Thursday, June 4, 2009

A Baby Day

Some days are Baby Days. Others are I-hate-being-pregnant-I'm-so-sick-and-tired-of-being-sick-and-tired-all-the-time days.

And while I am both sick and tired, today, it seems, is a Baby Day. My head is all things Baby. Look at that baby on the subway falling asleep! Look online--ooh, bottles that mimic nipples! Look on Glarkware for funny baby clothes! Look intently at belly in the mirror in the bathroom searching for evidence of baby, and desperately hope nobody opens the door to see you....

Yeah, see, the trouble with Baby Days is you have all this excess baby energy, and nowhere for it to go. (Besides placenta-building, I guess). I am an active, fix it-type person. This relatively passive baby-creation is kind of hard on me sometimes.

So I did what I do when I can't think what to do for somebody--I made my baby a mix.

I got, as usual, a little carried away.

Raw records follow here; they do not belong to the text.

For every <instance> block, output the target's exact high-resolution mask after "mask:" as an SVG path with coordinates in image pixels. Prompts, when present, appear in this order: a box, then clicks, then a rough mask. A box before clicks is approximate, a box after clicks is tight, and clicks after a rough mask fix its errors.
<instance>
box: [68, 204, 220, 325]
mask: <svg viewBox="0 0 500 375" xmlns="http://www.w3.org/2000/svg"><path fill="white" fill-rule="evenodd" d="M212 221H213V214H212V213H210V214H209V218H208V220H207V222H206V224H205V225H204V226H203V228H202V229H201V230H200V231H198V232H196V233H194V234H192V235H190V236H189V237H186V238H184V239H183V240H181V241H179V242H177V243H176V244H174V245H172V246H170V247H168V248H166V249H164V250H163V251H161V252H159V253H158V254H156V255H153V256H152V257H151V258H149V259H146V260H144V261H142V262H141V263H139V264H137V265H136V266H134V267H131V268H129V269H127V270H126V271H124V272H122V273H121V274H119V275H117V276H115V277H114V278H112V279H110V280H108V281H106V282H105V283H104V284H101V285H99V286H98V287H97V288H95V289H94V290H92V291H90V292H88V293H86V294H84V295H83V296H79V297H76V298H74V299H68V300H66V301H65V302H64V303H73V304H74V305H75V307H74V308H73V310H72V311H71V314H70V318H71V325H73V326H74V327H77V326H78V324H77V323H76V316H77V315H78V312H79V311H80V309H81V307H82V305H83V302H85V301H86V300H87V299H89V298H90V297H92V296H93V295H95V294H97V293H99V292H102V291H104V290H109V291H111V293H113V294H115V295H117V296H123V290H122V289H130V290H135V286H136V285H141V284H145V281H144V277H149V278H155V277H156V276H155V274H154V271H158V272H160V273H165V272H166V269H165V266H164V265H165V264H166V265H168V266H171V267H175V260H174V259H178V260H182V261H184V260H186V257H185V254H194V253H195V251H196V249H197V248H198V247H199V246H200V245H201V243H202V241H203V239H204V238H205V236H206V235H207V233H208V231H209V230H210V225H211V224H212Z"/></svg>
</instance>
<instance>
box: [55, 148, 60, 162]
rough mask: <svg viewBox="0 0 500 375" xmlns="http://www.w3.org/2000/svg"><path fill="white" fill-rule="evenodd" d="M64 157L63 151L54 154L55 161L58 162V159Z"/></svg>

The intention, at the beginning, was to find some cool songs that I should really learn all the (actual) words to, so I can sing them to Roo. I fixated on Iron & Wine's Flightless Bird, American Mouth, and for cheerier moments, Feist's 1234.

But somehow I have many more songs on here.

I have The Rising, and The Wrestler, because Roo can't be without Springsteen--I mean really. And there are nothing like songs about one-armed and one-legged men to soothe babies. And I did manage to find a British Sea Power song that probably wouldn't necessarily wake the baby; Like A Honeycomb sounds sweet and gentle, right? It doesn't matter that it's about beheaded lovers and separated bones.

I have Bon Iver's Beach Baby because dammit, that's what I plan to have. And Finley Quaye's Even After All because it sounds like he's singing underwater--that ought to mimic being in the womb. And The Supremes' Baby Love because I find myself singing it, but I know it from back when I was did a Supremes Medley thing in high school, so I keep switching into You Can't Hurry Love without meaning to.

I put some Tom Waits and (gentle) Mark Lanegan on there, because their voices are both pitched much lower than either Dave or I can manage (I swear, Mark Lanegan is pitched lower than I can even hear), and Quiet Heart by The Go-Betweens because I'm an optimistic person.

And, um, lots more.

I recognize that this mix will totally be soothing to ME, and really do nothing at all for the baby. But somehow I still feel like I accomplished something. Maybe another neuron or skin cell or something grew while I was scanning through my iPod. Whatever.